The gender inequalities in the digital economy - which determine women's personal and professional development, as well as countries' progress within the new technological framework - will be examined at the twelfth session of the Regional Conference on Women in Latin America and the Caribbean, which will be held from 15 to 18 October 2013 in Santo Domingo, Dominican Republic.

The intergovernmental meeting, organized by the Economic Commission for Latin America and the Caribbean (ECLAC) and the Government of the Dominican Republic, will be opened on Tuesday 15 October at the Hotel Hilton Santo Domingo, in the presence of authorities, international officials, experts and representatives from civil society and the region's business sector.

The opening session will involve Danilo Medina, President of the Dominican Republic, Alicia Bárcena, Executive Secretary of ECLAC, Phumzile Mlambo-Ngcuka, Executive Director of the United Nations Entity for Gender Equality and the Empowerment of Women (UN Women), Carissa Etienne, Director of the Pan American Health Organization, Eleonora Menicucci, Brazil's Minister of the Secretariat of Policies for Women, and Alejandrina Germán, Minister for Women of the Dominican Republic.

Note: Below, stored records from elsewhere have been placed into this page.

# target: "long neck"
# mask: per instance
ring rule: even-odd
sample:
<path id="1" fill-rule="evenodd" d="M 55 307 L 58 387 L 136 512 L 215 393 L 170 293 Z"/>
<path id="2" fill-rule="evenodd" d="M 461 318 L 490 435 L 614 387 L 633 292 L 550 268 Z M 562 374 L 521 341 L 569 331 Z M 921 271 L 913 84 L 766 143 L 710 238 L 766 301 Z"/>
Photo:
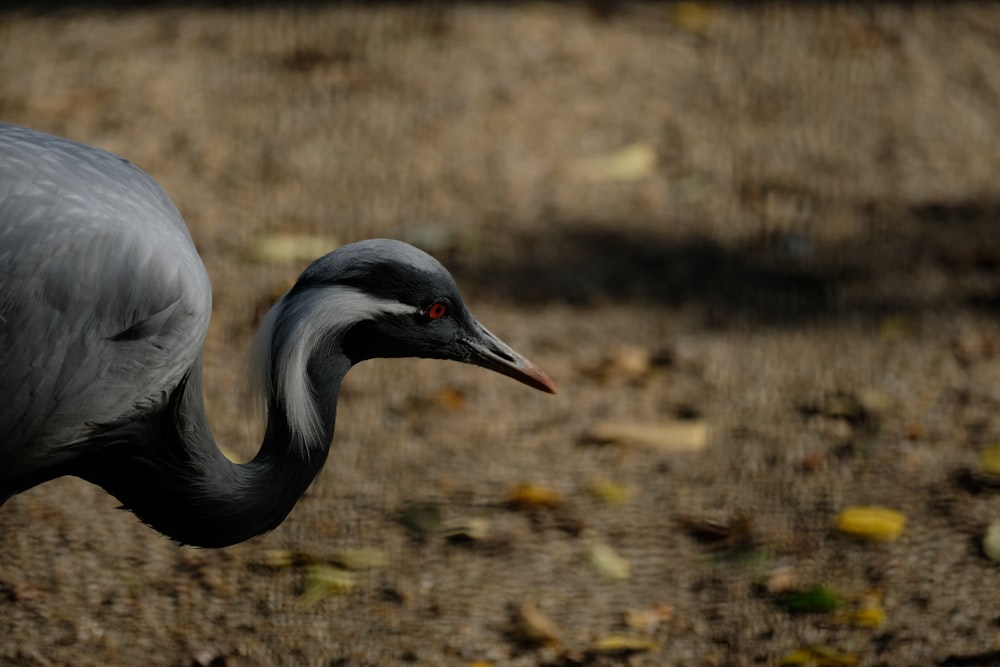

The twelfth session of the Regional Conference on Women will focus on gender equality, women's empowerment, and information and communications technologies (ICTs). As a basis for debate,Alicia Bárcena will present the document Women in the digital economy: Breaking through the equality threshold, prepared by the Commission.

The agenda includes roundtables, panel discussions and side events (the latter organized by other United Nations agencies and civil-society organizations) that will discuss the links between productive development and equality, ICT access policies, the contribution of these technologies to the health of the female population, the situation of women in business and science, and the generation of specific indicators and statistics.

Conference participants will examine the reality of rural and indigenous women in the sphere of ICTs.

A roundtable discussion on Beijing+20: prospects and challenges will be held on 17 October. In the framework of the post-2015 development agenda, government representatives, experts and activists will analyse the situation of the region's women almost 20 years after the Fourth World Conference on Women (Beijing, China, 1995).

At the end of the Conference, countries are expected to sign the Santo Domingo Consensus, which will define the region's gender equality agenda for the next few years, as was the case for the declarations from previous Regional Conferences held in Brasilia (2010) and Quito (2007).